Department of Biotechnology and Chemical Technology, Aalto University, P.O. Box 6100, FIN-02015 Espoo, Finland.
Enzyme Microb Technol. 2012 Jan 5;50(1):71-6. doi: 10.1016/j.enzmictec.2011.09.009. Epub 2011 Sep 29.

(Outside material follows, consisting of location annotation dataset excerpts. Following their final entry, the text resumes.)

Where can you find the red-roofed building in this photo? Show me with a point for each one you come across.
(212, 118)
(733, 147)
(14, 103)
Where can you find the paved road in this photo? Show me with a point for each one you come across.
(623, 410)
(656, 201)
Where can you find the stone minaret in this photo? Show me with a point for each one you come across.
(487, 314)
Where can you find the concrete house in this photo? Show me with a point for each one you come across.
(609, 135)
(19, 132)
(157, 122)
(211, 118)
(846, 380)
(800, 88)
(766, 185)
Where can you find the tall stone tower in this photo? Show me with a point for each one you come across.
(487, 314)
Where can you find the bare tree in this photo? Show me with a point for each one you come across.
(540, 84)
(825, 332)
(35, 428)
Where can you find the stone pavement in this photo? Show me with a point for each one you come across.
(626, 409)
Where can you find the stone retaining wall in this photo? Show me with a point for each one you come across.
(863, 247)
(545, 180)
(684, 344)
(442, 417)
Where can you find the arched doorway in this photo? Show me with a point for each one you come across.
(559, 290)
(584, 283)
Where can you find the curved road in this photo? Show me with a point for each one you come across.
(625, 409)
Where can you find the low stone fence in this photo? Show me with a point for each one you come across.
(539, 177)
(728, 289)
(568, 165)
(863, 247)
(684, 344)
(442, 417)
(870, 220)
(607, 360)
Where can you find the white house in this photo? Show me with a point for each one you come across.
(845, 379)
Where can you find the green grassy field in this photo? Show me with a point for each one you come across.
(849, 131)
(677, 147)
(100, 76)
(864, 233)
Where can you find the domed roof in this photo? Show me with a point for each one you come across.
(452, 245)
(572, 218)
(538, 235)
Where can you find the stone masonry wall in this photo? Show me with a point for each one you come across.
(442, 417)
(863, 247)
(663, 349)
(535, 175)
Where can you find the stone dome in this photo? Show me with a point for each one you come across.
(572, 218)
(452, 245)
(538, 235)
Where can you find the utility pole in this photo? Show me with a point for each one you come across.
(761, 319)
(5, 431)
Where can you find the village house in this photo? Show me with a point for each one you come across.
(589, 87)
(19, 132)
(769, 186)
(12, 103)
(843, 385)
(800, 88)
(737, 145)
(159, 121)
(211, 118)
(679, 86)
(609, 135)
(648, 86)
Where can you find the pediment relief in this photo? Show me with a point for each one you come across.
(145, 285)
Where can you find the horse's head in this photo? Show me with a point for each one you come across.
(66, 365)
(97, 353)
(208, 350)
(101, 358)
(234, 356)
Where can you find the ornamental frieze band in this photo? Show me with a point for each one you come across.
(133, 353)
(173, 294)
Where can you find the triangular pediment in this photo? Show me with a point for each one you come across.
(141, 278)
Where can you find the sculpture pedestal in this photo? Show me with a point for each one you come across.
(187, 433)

L-Xylulose was used as a raw material for the production of L-xylose with a recombinantly produced Escherichia coli L-fucose isomerase as the catalyst. The enzyme had a very alkaline pH optimum (over 10.5) and displayed Michaelis-Menten kinetics for L-xylulose with a K(m) of 41 mM and a V(max) of 0.23 μmol/(mg min). The half-lives determined for the enzyme at 35 °C and at 45 °C were 6h 50 min and 1h 31 min, respectively. The reaction equilibrium between L-xylulose and L-xylose was 15:85 at 35 °C and thus favored the formation of L-xylose. Contrary to the L-rhamnose isomerase catalyzed reaction described previously [14]L-lyxose was not detected in the reaction mixture with L-fucose isomerase. Although xylitol acted as an inhibitor of the reaction, even at a high ratio of xylitol to L-xylulose the inhibition did not reach 50%.
木酮糖被用作生产 L-木糖的原料,使用重组大肠杆菌 L-岩藻糖异构酶作为催化剂。该酶具有非常碱性的 pH 最佳值(超过 10.5),并对 L-木酮糖表现出米氏动力学,K(m)为 41mM,V(max)为 0.23μmol/(mg min)。在 35°C 和 45°C 下测定的酶半衰期分别为 6 小时 50 分钟和 1 小时 31 分钟。在 35°C 下,L-木酮糖和 L-木糖之间的反应平衡为 15:85,因此有利于 L-木糖的形成。与之前描述的 L-鼠李糖异构酶催化的反应[14]相反,在 L-岩藻糖异构酶的反应混合物中未检测到 L-来苏糖。尽管木糖醇作为反应的抑制剂,但即使在木糖醇与 L-木酮糖的高比例下,抑制作用也未达到 50%。